Patients with chest trauma sustain hemothorax on occasion. The trauma professional usually picks this diagnosis up in the initial evaluation and makes a decision whether or not to drain it. The parameters for this decision are not very clear, even today. But what happens when there is residual hemothorax? Should we be more aggressive in getting it out?
All this boils down to an understanding of the natural history of retained hemothorax. This kind of information can help us decide whether to be more aggressive in our efforts to remove it. The results of a multicenter study looking at this issue was published recently. They focused on patients who had a chest tube placed for management of either hemo- or pneumothorax within 24 hours of admission. Patients who had suspected retained hemothorax after tube removal received a CT scan within 14 days. The usual outcomes were studied (length of stay, complications) as well as development of empyema (purulence, acidic pleural fluid, positive Gram stain or culture).
Some interesting results:
- 328 patients were enrolled across 20 centers. Not a lot, but one of the bigger studies to date.

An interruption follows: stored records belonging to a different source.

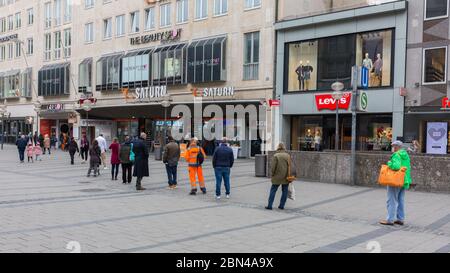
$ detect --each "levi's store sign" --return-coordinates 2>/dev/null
[316,92,352,111]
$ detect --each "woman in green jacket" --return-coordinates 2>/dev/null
[380,141,411,226]
[266,143,291,210]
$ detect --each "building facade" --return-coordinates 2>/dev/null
[275,0,408,150]
[0,0,276,157]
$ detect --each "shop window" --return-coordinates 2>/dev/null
[317,35,355,90]
[423,47,447,84]
[78,58,92,93]
[356,30,393,87]
[288,41,318,92]
[425,0,448,20]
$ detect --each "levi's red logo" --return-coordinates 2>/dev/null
[316,92,352,111]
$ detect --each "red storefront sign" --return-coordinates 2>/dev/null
[269,100,281,107]
[316,92,352,111]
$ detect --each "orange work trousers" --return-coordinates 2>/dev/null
[189,166,205,189]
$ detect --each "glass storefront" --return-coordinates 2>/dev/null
[290,114,392,151]
[285,30,393,92]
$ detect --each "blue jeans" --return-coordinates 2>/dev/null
[268,185,289,209]
[386,187,405,223]
[166,164,177,186]
[214,167,231,196]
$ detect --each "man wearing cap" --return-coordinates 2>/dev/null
[380,140,411,226]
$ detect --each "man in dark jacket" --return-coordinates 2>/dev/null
[213,138,234,199]
[119,136,133,184]
[69,137,80,165]
[163,136,180,190]
[16,135,28,163]
[133,133,150,191]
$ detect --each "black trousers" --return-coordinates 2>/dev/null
[81,148,89,161]
[122,163,133,183]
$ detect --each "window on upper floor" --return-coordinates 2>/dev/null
[145,7,155,30]
[159,4,171,27]
[53,0,62,26]
[130,11,140,33]
[423,46,448,84]
[44,33,52,61]
[44,2,52,28]
[84,0,95,9]
[84,23,94,43]
[195,0,208,20]
[15,12,22,29]
[103,18,112,39]
[64,0,73,23]
[214,0,228,16]
[8,15,14,31]
[64,28,72,58]
[116,15,125,37]
[243,32,259,80]
[27,8,34,25]
[27,38,34,55]
[244,0,261,9]
[177,0,189,23]
[425,0,449,20]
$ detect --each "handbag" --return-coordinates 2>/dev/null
[286,157,297,183]
[288,183,295,201]
[378,165,406,188]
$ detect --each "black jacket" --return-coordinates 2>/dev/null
[133,138,150,177]
[213,144,234,168]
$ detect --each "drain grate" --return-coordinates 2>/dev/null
[80,189,105,192]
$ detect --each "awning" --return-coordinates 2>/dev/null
[187,36,227,83]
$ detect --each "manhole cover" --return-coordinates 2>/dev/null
[80,189,105,192]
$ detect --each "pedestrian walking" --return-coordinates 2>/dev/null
[33,142,42,161]
[80,134,89,163]
[27,141,34,163]
[380,140,411,226]
[87,140,101,177]
[16,135,28,163]
[109,137,120,180]
[185,138,206,195]
[44,134,51,155]
[163,136,181,190]
[266,143,291,210]
[119,136,134,184]
[96,134,108,170]
[133,133,150,191]
[212,138,234,199]
[68,137,80,165]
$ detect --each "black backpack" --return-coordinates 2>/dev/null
[197,148,205,165]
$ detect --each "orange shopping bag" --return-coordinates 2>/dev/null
[378,165,406,188]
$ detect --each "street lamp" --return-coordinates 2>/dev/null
[161,95,171,151]
[331,82,344,151]
[0,100,9,150]
[34,101,42,134]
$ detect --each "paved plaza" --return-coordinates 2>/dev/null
[0,146,450,253]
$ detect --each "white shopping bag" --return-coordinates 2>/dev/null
[288,183,295,201]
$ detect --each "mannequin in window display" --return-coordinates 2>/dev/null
[295,61,305,91]
[303,61,314,91]
[373,53,383,86]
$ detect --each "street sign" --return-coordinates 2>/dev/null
[358,91,369,112]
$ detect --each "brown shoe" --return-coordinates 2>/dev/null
[380,220,394,226]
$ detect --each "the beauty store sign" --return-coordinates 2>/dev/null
[130,28,181,45]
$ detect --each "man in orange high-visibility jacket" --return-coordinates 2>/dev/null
[184,138,206,195]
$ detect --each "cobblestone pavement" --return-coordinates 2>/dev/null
[0,146,450,253]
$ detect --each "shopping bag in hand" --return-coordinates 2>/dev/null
[288,183,295,201]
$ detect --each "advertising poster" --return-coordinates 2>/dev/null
[427,122,448,154]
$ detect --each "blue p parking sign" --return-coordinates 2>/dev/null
[360,67,369,89]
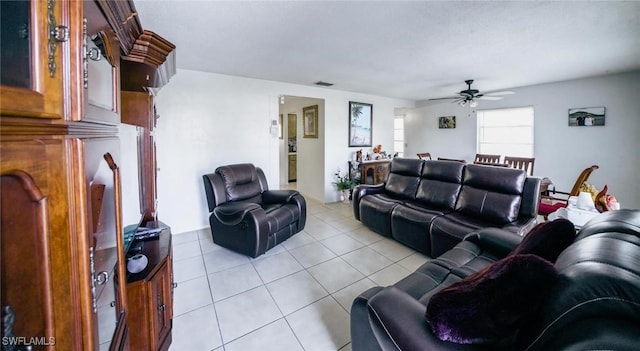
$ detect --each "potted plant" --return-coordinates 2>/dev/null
[333,169,356,202]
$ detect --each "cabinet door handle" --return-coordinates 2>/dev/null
[47,0,69,77]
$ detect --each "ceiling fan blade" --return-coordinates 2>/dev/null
[485,90,515,96]
[429,96,460,100]
[478,95,503,100]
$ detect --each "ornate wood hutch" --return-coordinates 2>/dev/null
[0,0,175,351]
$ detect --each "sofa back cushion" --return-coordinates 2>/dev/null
[384,157,424,199]
[216,163,263,203]
[416,160,465,210]
[456,165,527,224]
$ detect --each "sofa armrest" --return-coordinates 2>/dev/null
[501,217,538,236]
[213,202,262,226]
[262,189,299,204]
[351,184,384,221]
[463,228,522,257]
[368,286,478,351]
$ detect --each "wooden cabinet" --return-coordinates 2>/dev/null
[0,1,64,119]
[360,160,391,184]
[0,0,151,351]
[0,0,175,351]
[127,228,173,351]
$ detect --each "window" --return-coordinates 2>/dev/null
[393,116,404,157]
[476,107,534,157]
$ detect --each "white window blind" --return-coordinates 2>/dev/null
[476,106,534,157]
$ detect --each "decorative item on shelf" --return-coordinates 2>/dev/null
[569,107,605,126]
[576,191,594,210]
[371,144,386,160]
[594,185,620,212]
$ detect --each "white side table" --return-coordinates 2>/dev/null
[549,205,600,229]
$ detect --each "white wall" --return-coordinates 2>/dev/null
[156,69,414,233]
[405,72,640,208]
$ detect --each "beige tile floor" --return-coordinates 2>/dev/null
[170,199,429,351]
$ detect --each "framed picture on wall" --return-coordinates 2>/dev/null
[349,101,373,146]
[569,107,605,127]
[302,105,318,138]
[438,116,456,129]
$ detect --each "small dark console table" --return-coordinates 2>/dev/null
[127,222,175,351]
[360,160,391,184]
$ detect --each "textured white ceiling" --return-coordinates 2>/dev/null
[135,0,640,100]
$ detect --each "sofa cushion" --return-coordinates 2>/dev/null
[456,165,527,224]
[425,254,558,345]
[509,218,576,262]
[416,161,465,211]
[360,194,401,236]
[391,203,444,255]
[385,158,424,199]
[429,212,495,257]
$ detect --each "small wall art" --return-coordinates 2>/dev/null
[569,107,605,127]
[438,116,456,129]
[349,101,373,146]
[302,105,318,138]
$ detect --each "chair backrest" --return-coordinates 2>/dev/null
[504,156,536,176]
[569,165,600,196]
[473,154,500,164]
[202,163,269,212]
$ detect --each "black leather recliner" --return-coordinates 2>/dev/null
[202,163,307,257]
[351,210,640,351]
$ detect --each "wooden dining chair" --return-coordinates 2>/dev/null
[538,165,599,220]
[504,156,536,176]
[438,157,467,163]
[473,154,500,165]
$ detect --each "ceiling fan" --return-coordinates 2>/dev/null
[429,79,515,107]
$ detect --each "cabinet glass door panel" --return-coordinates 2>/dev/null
[0,0,64,119]
[77,1,120,124]
[0,1,31,89]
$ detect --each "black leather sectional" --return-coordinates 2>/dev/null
[351,210,640,351]
[352,158,540,257]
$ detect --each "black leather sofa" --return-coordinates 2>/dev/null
[351,210,640,351]
[352,158,540,257]
[202,163,307,257]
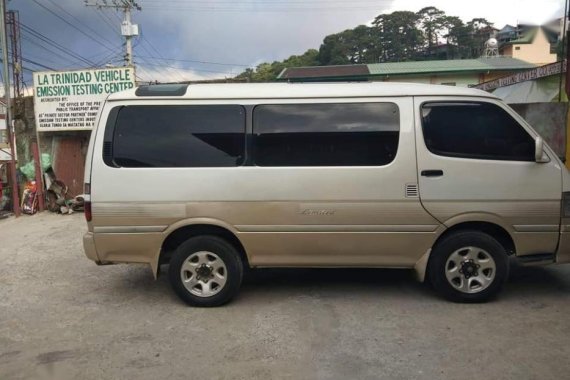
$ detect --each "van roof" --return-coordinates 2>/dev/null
[108,82,496,101]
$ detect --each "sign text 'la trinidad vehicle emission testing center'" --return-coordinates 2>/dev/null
[34,67,135,132]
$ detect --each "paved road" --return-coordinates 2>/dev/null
[0,213,570,380]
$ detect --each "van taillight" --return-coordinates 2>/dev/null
[83,183,93,222]
[83,202,92,222]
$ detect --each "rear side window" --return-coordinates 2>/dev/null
[112,105,245,167]
[253,103,400,166]
[422,102,534,161]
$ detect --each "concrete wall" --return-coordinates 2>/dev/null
[503,28,557,66]
[376,71,528,87]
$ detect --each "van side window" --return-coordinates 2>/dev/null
[422,102,534,161]
[112,105,245,168]
[253,103,400,166]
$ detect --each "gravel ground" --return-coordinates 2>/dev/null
[0,213,570,380]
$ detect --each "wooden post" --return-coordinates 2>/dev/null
[32,141,46,212]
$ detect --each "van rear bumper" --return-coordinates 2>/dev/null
[83,232,100,263]
[556,232,570,264]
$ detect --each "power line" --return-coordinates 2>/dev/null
[135,56,251,67]
[20,22,94,66]
[139,63,235,75]
[32,0,116,50]
[47,0,117,44]
[22,57,56,71]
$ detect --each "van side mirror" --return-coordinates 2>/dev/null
[534,137,550,163]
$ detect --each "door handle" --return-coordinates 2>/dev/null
[422,170,443,177]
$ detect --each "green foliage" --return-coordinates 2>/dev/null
[237,7,493,82]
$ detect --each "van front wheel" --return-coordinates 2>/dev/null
[168,236,243,307]
[429,231,509,302]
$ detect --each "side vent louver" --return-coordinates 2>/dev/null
[406,183,420,198]
[103,141,117,167]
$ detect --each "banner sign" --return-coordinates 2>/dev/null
[34,67,135,132]
[472,61,566,91]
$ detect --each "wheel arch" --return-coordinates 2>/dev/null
[155,219,249,276]
[414,220,516,282]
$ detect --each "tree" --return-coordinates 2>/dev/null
[418,7,446,55]
[372,11,424,62]
[233,7,500,82]
[464,18,494,58]
[318,25,374,65]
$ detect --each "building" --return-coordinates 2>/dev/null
[498,27,558,66]
[277,57,536,87]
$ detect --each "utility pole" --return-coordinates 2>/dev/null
[84,0,142,66]
[6,11,24,98]
[0,0,20,217]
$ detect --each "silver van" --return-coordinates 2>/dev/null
[84,83,570,306]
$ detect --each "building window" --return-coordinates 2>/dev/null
[253,103,400,166]
[112,105,245,167]
[422,102,534,161]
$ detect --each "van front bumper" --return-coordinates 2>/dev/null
[83,232,100,263]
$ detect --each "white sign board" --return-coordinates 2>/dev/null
[34,67,135,132]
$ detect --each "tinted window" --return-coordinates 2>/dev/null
[422,103,534,161]
[253,103,400,166]
[113,105,245,167]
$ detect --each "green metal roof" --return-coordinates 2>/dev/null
[368,57,536,75]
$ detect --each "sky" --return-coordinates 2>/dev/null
[3,0,564,87]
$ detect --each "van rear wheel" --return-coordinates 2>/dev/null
[168,236,243,307]
[429,231,509,302]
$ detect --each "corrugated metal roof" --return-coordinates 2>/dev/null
[368,57,536,75]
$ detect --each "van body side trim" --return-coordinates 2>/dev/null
[236,224,438,232]
[93,226,168,234]
[513,224,560,232]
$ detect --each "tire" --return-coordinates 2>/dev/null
[168,236,243,307]
[429,231,509,303]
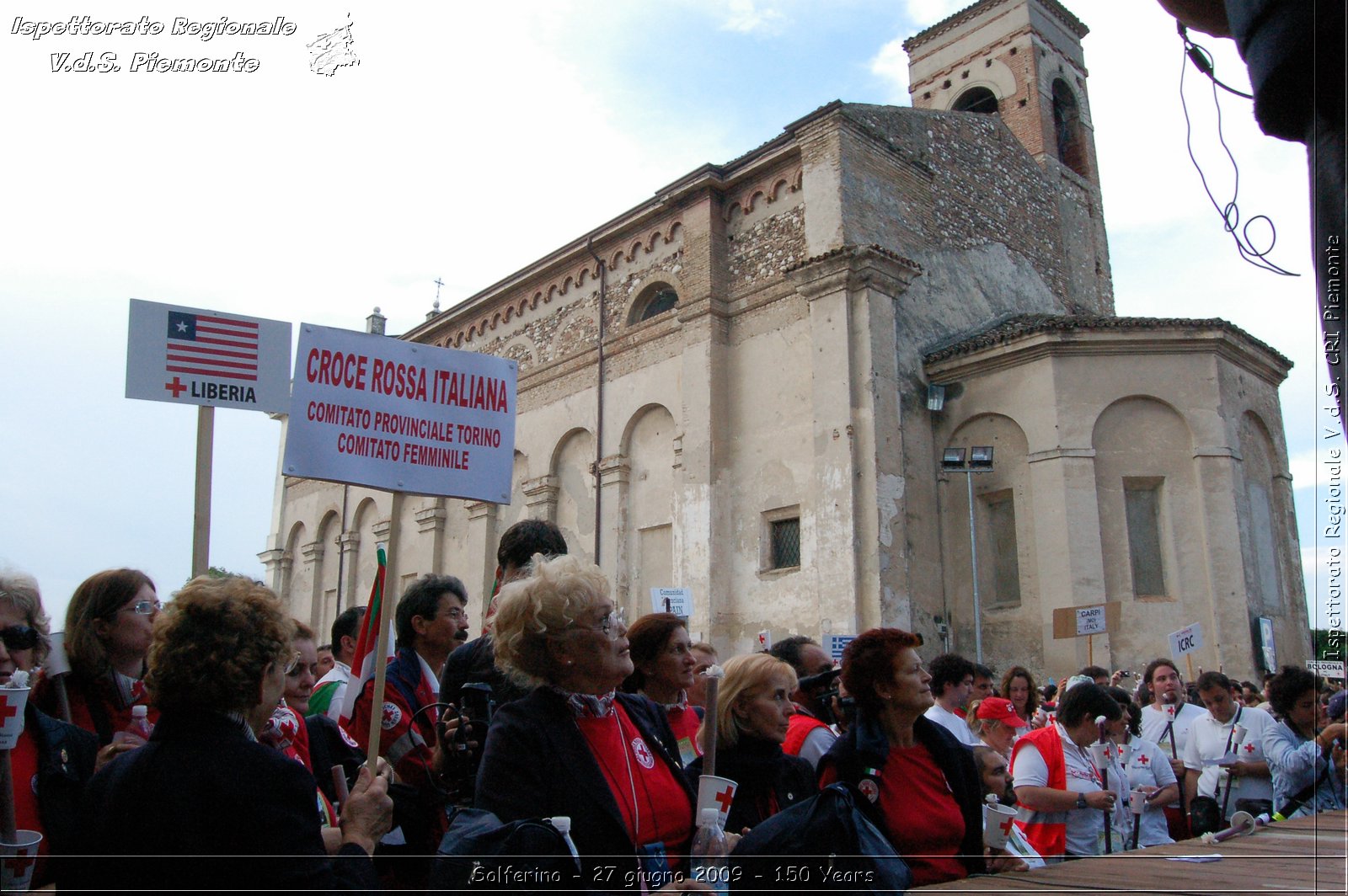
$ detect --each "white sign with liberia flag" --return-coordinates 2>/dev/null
[126,299,290,411]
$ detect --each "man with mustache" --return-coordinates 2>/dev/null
[1142,659,1204,840]
[346,575,468,856]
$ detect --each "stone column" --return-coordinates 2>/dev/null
[413,497,447,574]
[521,474,561,523]
[787,247,919,632]
[1196,447,1256,669]
[463,501,496,611]
[337,530,358,611]
[1026,447,1110,669]
[598,454,636,609]
[300,541,325,627]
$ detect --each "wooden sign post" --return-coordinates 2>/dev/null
[1053,601,1121,665]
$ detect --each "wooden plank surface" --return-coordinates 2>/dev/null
[922,811,1348,896]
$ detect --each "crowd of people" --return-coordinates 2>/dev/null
[0,520,1348,891]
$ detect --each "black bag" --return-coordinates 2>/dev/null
[730,784,912,893]
[1189,797,1225,837]
[430,808,585,893]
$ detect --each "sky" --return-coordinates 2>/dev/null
[0,0,1343,643]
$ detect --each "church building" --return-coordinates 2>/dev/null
[260,0,1309,678]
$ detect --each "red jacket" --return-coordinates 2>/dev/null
[1011,725,1067,858]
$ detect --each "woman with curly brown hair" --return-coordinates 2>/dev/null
[623,613,703,765]
[34,568,162,761]
[999,665,1040,728]
[83,577,393,891]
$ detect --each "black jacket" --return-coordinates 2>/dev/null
[687,737,820,834]
[24,703,99,872]
[476,687,697,889]
[76,710,379,892]
[820,710,987,874]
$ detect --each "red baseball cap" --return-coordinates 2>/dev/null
[975,696,1030,728]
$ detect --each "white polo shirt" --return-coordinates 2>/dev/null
[923,703,982,746]
[1181,706,1276,813]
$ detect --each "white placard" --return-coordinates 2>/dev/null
[1170,622,1202,658]
[1077,604,1105,635]
[824,635,856,663]
[281,323,517,504]
[1306,660,1344,678]
[651,588,693,618]
[126,299,290,413]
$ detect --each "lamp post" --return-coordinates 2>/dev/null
[941,445,992,663]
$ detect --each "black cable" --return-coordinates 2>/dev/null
[1180,25,1301,276]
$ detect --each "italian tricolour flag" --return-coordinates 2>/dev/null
[339,547,393,728]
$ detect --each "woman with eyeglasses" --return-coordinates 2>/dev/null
[476,555,694,891]
[34,568,162,761]
[0,573,99,889]
[623,613,703,765]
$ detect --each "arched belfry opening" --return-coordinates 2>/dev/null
[950,88,998,115]
[1053,78,1088,177]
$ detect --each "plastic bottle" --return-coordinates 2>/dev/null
[689,808,730,893]
[112,705,155,746]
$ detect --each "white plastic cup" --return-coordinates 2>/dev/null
[693,775,739,834]
[0,830,42,893]
[982,803,1016,849]
[0,687,29,749]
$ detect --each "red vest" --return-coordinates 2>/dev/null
[782,707,827,756]
[1011,725,1067,858]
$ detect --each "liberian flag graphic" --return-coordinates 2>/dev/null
[339,547,393,728]
[164,312,258,382]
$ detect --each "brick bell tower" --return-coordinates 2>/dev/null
[903,0,1100,189]
[903,0,1114,314]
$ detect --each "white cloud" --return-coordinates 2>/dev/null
[869,38,912,105]
[721,0,790,35]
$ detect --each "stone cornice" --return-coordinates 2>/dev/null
[923,322,1292,387]
[786,245,922,301]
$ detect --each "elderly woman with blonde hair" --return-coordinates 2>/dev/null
[0,571,99,889]
[687,653,820,833]
[476,555,694,889]
[83,577,393,891]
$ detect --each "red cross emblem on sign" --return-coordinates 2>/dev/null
[4,856,38,877]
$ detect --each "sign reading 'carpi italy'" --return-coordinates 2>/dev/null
[281,323,517,504]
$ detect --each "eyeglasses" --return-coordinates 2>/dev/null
[580,606,627,642]
[0,625,42,651]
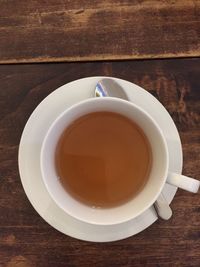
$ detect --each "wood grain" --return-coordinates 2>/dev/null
[0,0,200,63]
[0,59,200,267]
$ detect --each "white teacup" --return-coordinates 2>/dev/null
[40,97,200,225]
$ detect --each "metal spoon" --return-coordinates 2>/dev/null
[95,78,172,220]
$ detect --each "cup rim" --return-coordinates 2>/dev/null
[40,97,169,225]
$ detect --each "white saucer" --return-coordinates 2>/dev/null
[19,77,182,242]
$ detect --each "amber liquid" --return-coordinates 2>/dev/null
[55,112,152,208]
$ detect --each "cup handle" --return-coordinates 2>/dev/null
[167,173,200,193]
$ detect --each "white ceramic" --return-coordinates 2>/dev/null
[41,97,169,225]
[19,77,182,242]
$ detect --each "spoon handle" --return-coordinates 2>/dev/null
[95,78,172,220]
[154,193,172,220]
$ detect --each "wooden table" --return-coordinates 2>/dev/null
[0,0,200,267]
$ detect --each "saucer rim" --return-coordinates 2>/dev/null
[18,76,182,242]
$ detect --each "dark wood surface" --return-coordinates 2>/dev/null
[0,59,200,267]
[0,0,200,63]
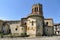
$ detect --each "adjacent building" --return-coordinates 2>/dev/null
[0,4,57,37]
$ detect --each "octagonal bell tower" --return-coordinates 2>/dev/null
[27,4,44,37]
[32,4,43,16]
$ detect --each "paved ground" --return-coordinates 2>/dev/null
[0,36,60,40]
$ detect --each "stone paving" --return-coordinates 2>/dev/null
[0,36,60,40]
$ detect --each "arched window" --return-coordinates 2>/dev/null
[35,7,38,12]
[32,21,34,26]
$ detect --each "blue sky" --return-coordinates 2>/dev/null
[0,0,60,23]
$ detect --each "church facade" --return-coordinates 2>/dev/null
[0,4,54,37]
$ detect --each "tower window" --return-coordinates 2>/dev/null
[35,7,38,12]
[46,22,48,25]
[15,28,17,31]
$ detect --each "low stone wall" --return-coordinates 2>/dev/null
[0,36,60,40]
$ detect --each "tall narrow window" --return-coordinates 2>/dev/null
[46,22,48,25]
[32,21,34,26]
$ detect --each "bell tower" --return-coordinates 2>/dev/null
[27,4,44,37]
[32,4,43,16]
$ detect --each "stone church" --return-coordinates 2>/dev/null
[0,4,54,37]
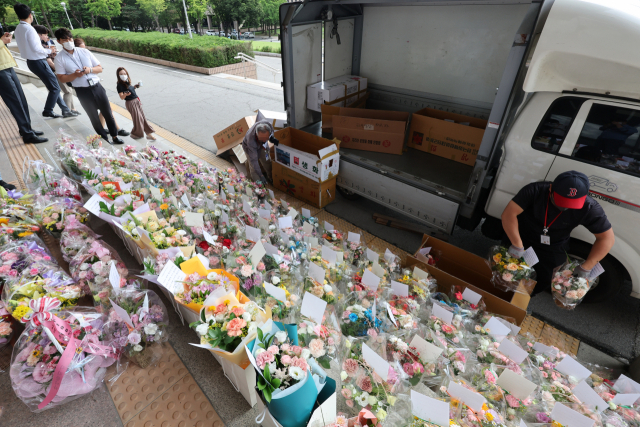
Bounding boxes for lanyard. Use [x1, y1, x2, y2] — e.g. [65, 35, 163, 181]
[542, 189, 562, 236]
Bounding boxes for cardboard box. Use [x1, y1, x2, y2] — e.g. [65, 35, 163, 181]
[332, 108, 409, 154]
[271, 162, 336, 208]
[407, 235, 531, 325]
[273, 128, 340, 182]
[408, 108, 487, 166]
[307, 76, 367, 112]
[213, 116, 256, 155]
[256, 110, 287, 130]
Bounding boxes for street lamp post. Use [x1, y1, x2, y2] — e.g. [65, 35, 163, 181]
[60, 2, 73, 30]
[182, 0, 193, 38]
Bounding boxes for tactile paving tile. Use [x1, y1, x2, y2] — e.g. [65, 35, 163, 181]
[107, 344, 189, 423]
[540, 324, 580, 356]
[520, 314, 545, 340]
[124, 374, 224, 427]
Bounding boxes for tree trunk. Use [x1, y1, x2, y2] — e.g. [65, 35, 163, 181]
[40, 5, 53, 36]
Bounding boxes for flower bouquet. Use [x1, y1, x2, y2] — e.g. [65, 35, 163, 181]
[10, 297, 118, 412]
[104, 287, 169, 369]
[340, 292, 383, 337]
[247, 324, 335, 427]
[551, 260, 592, 310]
[487, 246, 536, 294]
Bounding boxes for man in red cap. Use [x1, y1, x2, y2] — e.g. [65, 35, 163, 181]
[502, 171, 615, 295]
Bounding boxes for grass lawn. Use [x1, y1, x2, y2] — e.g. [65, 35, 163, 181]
[245, 41, 282, 53]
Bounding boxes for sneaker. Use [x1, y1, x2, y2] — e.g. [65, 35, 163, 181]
[0, 179, 16, 191]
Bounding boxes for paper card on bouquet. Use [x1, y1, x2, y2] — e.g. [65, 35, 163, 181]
[361, 270, 380, 292]
[612, 393, 640, 406]
[523, 247, 540, 267]
[448, 381, 486, 412]
[413, 267, 429, 280]
[556, 355, 591, 381]
[302, 221, 313, 236]
[309, 263, 325, 284]
[409, 335, 444, 363]
[300, 292, 327, 325]
[362, 344, 391, 381]
[264, 282, 287, 302]
[109, 298, 133, 328]
[462, 288, 482, 305]
[278, 216, 293, 229]
[484, 317, 511, 341]
[367, 248, 380, 262]
[258, 208, 271, 221]
[496, 368, 538, 400]
[109, 261, 120, 295]
[249, 240, 267, 270]
[431, 304, 453, 325]
[551, 402, 595, 427]
[411, 390, 449, 427]
[184, 212, 204, 227]
[571, 381, 609, 412]
[322, 246, 338, 266]
[244, 225, 262, 243]
[391, 280, 409, 298]
[533, 342, 558, 359]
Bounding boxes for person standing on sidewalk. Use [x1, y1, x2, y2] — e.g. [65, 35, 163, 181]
[33, 25, 81, 115]
[13, 3, 78, 119]
[54, 28, 124, 144]
[116, 67, 156, 141]
[0, 33, 48, 144]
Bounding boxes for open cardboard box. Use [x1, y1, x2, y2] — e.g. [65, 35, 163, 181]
[407, 235, 531, 325]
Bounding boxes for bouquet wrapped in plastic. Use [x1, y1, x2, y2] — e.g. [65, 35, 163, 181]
[104, 287, 169, 369]
[487, 246, 536, 294]
[10, 297, 118, 412]
[551, 260, 592, 310]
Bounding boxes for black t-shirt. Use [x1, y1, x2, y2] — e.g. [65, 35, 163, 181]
[513, 182, 611, 248]
[118, 83, 138, 101]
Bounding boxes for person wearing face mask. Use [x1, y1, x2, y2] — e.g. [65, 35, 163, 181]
[33, 25, 81, 116]
[116, 67, 156, 141]
[13, 3, 78, 119]
[502, 171, 615, 295]
[54, 28, 124, 144]
[73, 37, 129, 136]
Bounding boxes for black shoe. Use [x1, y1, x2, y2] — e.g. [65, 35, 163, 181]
[0, 179, 16, 191]
[22, 136, 48, 144]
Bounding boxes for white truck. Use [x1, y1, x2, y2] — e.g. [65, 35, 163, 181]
[280, 0, 640, 301]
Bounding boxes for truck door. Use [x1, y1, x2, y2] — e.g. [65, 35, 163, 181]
[545, 98, 640, 293]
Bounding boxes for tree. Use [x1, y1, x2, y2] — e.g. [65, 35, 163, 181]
[87, 0, 121, 30]
[137, 0, 167, 29]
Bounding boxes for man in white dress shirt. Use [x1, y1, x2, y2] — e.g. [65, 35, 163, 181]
[53, 28, 124, 144]
[13, 3, 78, 119]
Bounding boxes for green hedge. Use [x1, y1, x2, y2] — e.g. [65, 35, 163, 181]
[73, 29, 254, 68]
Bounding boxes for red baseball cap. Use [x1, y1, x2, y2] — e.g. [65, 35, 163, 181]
[552, 171, 589, 209]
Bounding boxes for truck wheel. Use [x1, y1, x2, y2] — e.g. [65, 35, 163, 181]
[569, 239, 626, 304]
[338, 187, 361, 201]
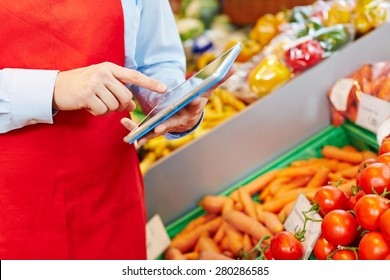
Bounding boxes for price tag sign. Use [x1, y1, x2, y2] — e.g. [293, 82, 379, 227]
[283, 194, 322, 260]
[146, 215, 171, 260]
[356, 93, 390, 133]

- Empyema was diagnosed in 27% of patients
- Risk factors identified included rib fractures, ISS > 25, and performance of additional interventions for drainage
- Patients who developed empyema stayed in the ICU and the hospital longer
Bottom line: Retained hemothorax turns into a very serious problem in a quarter of trauma patients who have a chest tube inserted. The presence of residual blood after the chest tube is removed should prompt us to figure out if it’s solid clot or liquid blood (remember the old decubitus view chest xray? They still work!). If it’s liquid, consider drainage via thoracentesis or a smaller catheter. If it’s clot, it may require more invasive techniques to drain it (VATS). If you decide to send the patient home, have them watch out for fevers, chest pain, dyspnea and other symptoms and signs of a developing complication, and make sure they report it to you promptly.
Reference: Development of posttraumatic empyema in patients with retained hemothorax: Results of a prospective, observational AAST study. J Trauma 73(3):752-757, 2012.